1. 15億人を対象とする目標達成に向けた取組みの加速
世界銀行グループは2024年4月、2030年までに15億人に質の高い保健医療サービスを手頃な価格で提供するという意欲的な目標を発表しました。
以来、確かな進展が確認されています。
- これまでに3億7,500万人が恩恵を享受
- 効果が実証済みのプライマリケアモデルの拡大を45カ国で進行中
- アクセス拡大と手頃な価格の徹底に加え、医療従事者からサプライチェーン、関連産業に至る雇用創出を重視
2. 国別保健コンパクト:国主導による成果重視の改革計画
各国は、政府の承認を得た国別保健コンパクトを策定しています。コンパクトは、保健省と財務省の両省庁の政策担当者を対象に測定可能な目標を設定した5カ年改革で、以下の通り、経済的保護の強化とともに、実証済みのソリューションを用いたデジタル対応プライマリケアプラットフォームの拡充に焦点を当てています。
- 保健医療人材の拡充
- 施設の近代化
- 保険適用範囲の拡大
- デジタルツールの活用によるサービス提供の改善
- 非感染性疾患への対応のための治療と予防的ケアのバランス
各国の具体例としては、フィリピンの医療施設のデジタル接続、インドネシアのデジタルプライマリケアと遠隔医療の拡大、ケニアの保険適用範囲拡大と脆弱世帯への補助金給付などが挙げられます。

3. なぜ今、重要なのか
グローバル・モニタリング・レポート(GMR)2025は 、緊急性が高まっているという明確なメッセージを発信しています。
- 46億人が依然として基礎的保健サービスを利用できていない
- 21億人が医療費の自己負担のために経済的困難に直面している
20年にわたる改善にもかかわらず、進捗のペースは落ちています。そこで現在、勢いを取り戻し、パートナーの連携を促し、大規模に機能する改革を加速させるために、世界的な取組みが進められています。
4. パートナーシップと資金提供を通じた各国の優先事項支援
各国によるコンパクトの実施に向け、パートナーは資金調達と技術支援を進めています。
- 世界銀行グループ、Gavi、グローバルファンドが、各機関との協調融資20億ドルを含む新たなパートナーシップを発表
- 慈善活動を展開するパートナーが、グローバル・ファイナンス・ファシリティや保健システムの変革と強靱化に係るマルチドナー基金を通じて、最大4億1,000万ドルを動員
- 日本、英国、その他のグローバルパートナーが技術協力を提供
- シード・グローバル・ヘルスが、労働力評価や開発イニシアティブを通じてコンパクト参加国を支援。

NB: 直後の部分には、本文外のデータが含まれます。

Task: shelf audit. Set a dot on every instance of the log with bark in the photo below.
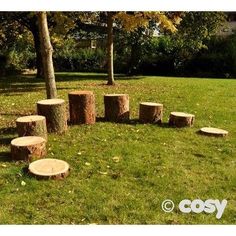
(181, 119)
(49, 169)
(82, 107)
(116, 107)
(150, 112)
(55, 112)
(28, 148)
(32, 126)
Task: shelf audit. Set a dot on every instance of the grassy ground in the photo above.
(152, 163)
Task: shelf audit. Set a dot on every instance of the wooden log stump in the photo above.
(55, 112)
(28, 148)
(209, 131)
(82, 107)
(181, 119)
(116, 107)
(31, 126)
(150, 112)
(49, 169)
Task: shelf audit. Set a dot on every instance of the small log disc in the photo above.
(27, 148)
(82, 107)
(55, 112)
(116, 107)
(49, 168)
(181, 119)
(31, 126)
(210, 131)
(150, 112)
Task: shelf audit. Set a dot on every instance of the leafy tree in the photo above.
(131, 21)
(194, 31)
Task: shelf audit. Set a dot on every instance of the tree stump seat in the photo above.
(150, 112)
(82, 107)
(33, 125)
(116, 107)
(49, 169)
(181, 119)
(55, 112)
(28, 148)
(210, 131)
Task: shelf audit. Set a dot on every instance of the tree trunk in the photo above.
(82, 107)
(39, 60)
(55, 112)
(46, 52)
(110, 65)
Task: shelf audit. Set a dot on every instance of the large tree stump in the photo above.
(32, 126)
(209, 131)
(116, 107)
(181, 119)
(55, 112)
(150, 112)
(28, 148)
(49, 169)
(82, 107)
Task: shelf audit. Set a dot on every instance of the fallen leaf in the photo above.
(116, 159)
(102, 173)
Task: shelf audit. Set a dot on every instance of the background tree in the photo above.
(46, 52)
(131, 21)
(194, 31)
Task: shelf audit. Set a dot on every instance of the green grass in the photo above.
(155, 162)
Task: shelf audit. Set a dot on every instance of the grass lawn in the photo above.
(152, 163)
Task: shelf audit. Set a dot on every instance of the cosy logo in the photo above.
(197, 206)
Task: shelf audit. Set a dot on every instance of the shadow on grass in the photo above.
(84, 76)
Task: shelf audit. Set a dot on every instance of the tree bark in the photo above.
(150, 112)
(82, 107)
(55, 112)
(28, 148)
(110, 65)
(32, 126)
(39, 60)
(46, 52)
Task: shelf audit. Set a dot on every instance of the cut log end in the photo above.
(28, 148)
(181, 119)
(32, 118)
(80, 92)
(49, 169)
(53, 101)
(210, 131)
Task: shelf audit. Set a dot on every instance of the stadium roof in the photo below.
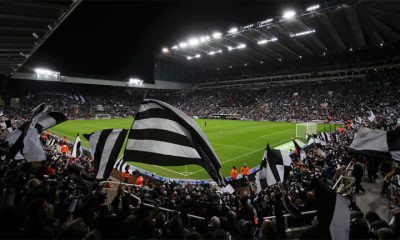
(119, 39)
(25, 25)
(319, 29)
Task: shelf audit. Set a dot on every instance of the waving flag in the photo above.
(77, 149)
(105, 146)
(163, 135)
(274, 168)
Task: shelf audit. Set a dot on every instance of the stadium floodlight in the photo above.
(204, 39)
(135, 82)
(241, 46)
(248, 26)
(217, 35)
(289, 14)
(183, 44)
(214, 52)
(35, 35)
(302, 33)
(193, 41)
(312, 8)
(48, 72)
(265, 41)
(233, 30)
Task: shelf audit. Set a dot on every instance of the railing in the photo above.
(166, 210)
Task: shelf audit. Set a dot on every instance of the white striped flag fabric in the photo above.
(24, 142)
(333, 211)
(298, 151)
(163, 135)
(105, 146)
(77, 149)
(120, 165)
(274, 168)
(44, 122)
(327, 137)
(377, 143)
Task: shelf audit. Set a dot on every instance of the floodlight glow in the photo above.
(217, 35)
(183, 44)
(265, 41)
(289, 14)
(135, 82)
(214, 52)
(267, 20)
(233, 30)
(48, 72)
(204, 39)
(312, 8)
(302, 33)
(193, 41)
(248, 26)
(240, 46)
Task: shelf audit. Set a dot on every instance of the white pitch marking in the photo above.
(245, 155)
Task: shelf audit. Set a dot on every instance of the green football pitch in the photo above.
(235, 142)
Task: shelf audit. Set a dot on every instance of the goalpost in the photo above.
(103, 116)
(302, 129)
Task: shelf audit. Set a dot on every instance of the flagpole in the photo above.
(144, 97)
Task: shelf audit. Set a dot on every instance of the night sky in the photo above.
(118, 40)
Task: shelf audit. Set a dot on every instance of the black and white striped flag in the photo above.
(298, 151)
(163, 135)
(333, 211)
(77, 149)
(44, 122)
(274, 168)
(377, 143)
(24, 142)
(120, 164)
(105, 146)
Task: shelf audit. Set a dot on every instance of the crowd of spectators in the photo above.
(59, 198)
(302, 101)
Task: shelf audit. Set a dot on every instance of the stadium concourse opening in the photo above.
(273, 120)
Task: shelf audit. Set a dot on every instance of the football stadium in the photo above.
(200, 119)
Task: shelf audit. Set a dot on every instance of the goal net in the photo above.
(102, 116)
(302, 129)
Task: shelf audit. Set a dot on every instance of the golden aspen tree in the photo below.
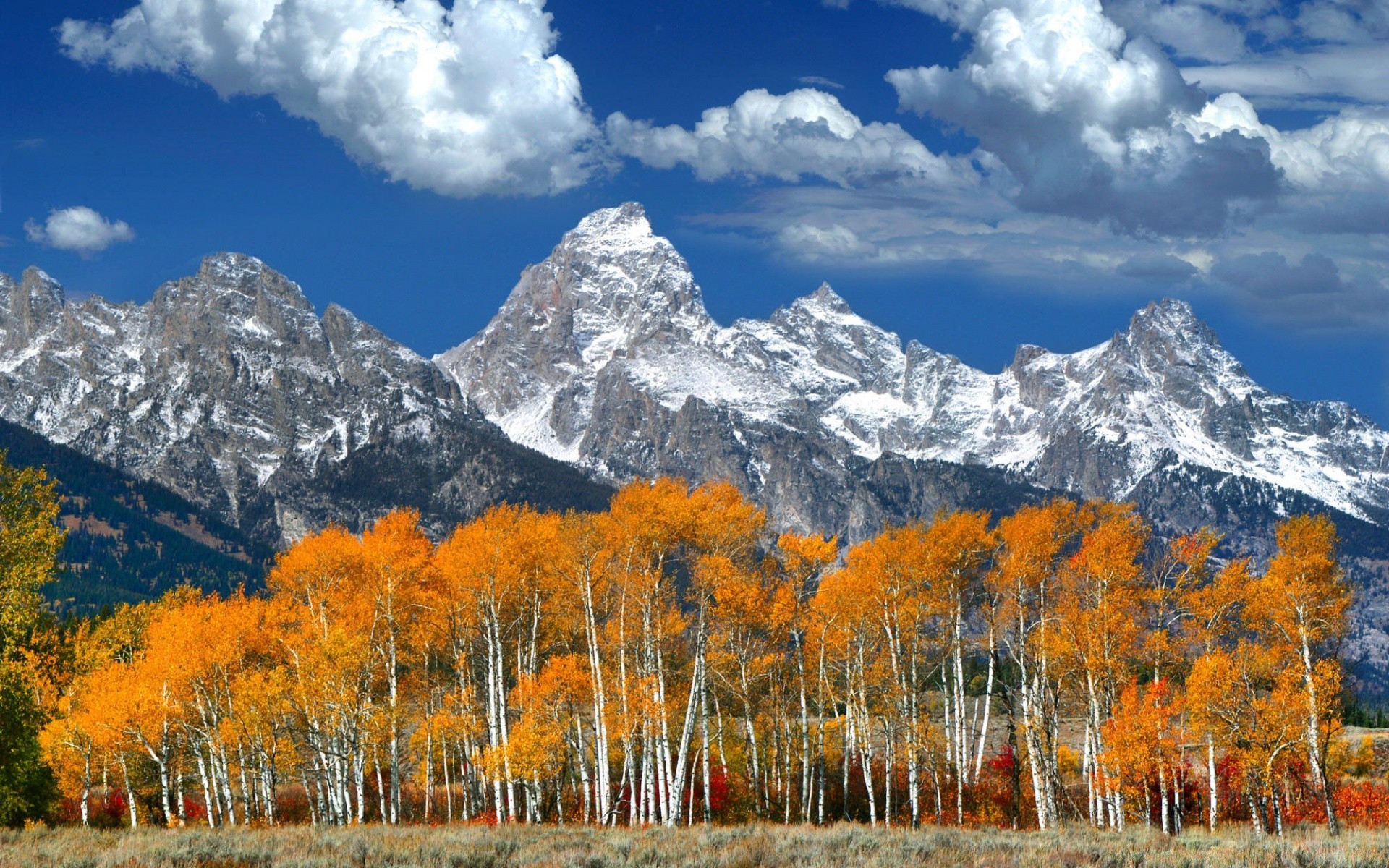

こうした支援により、各国はより迅速かつ効果的な投資と改革、大規模な改善が可能になります。
5. 実施加速のためのナレッジハブ新設
保健システムの変革には、保健省と財務省の強力な連携が欠かせません。その支援のために、日本、世界銀行グループ、WHOが東京に新しくユニバーサル・ヘルス・カバレッジ ナレッジハブを設立しました。
ナレッジハブは、保健財政、公平性、システムの有効性に関するキャパシティビルディングと政策支援を提供し、知見強化を促進します。初回プログラムの参加国は、カンボジア、エジプト、エチオピア、ガーナ、インドネシア、ケニア、ナイジェリア、フィリピンです。